Files
MLXServer/docs/chat-document-plan.md

365 lines
12 KiB
Markdown

# Chat Document Format And Implementation Plan
## Recommendation
Use a custom macOS document package with the extension `.mlxchat`.
- User-facing behavior: appears as a single document in Finder and standard Open/Save panels.
- Internal structure: a file package directory containing a versioned JSON manifest plus binary attachments.
- Primary app integration: keep the current `WindowGroup` app structure initially, add explicit Open/Save/Revert flows, and only consider a later move to `DocumentGroup` if document-centric window management becomes a product goal.
This is the best fit for MLX Server because it needs to preserve more than transcript text:
- full message history
- pasted or dragged images
- assistant thinking blocks
- model and generation context
- future tool calls and tool results
- enough metadata to migrate old documents safely
## Why Not Other Formats
### Flat JSON file
Good for text-only chats.

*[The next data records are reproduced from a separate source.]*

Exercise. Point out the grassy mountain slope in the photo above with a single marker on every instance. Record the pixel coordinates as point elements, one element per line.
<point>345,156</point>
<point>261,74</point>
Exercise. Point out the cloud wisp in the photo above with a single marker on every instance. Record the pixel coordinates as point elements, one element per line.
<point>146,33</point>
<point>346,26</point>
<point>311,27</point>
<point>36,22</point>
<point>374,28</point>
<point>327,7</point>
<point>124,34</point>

Weak once images and future binary artifacts need to travel with the conversation.
### ZIP container
Portable, but less native on macOS. Finder and AppKit document workflows work better with a package document.
### SQLite
Reasonable for an internal database, but a poor user-facing interchange format for a single chat document.
### Binary plist or `NSKeyedArchiver`
Too opaque and too brittle for a long-lived app document format.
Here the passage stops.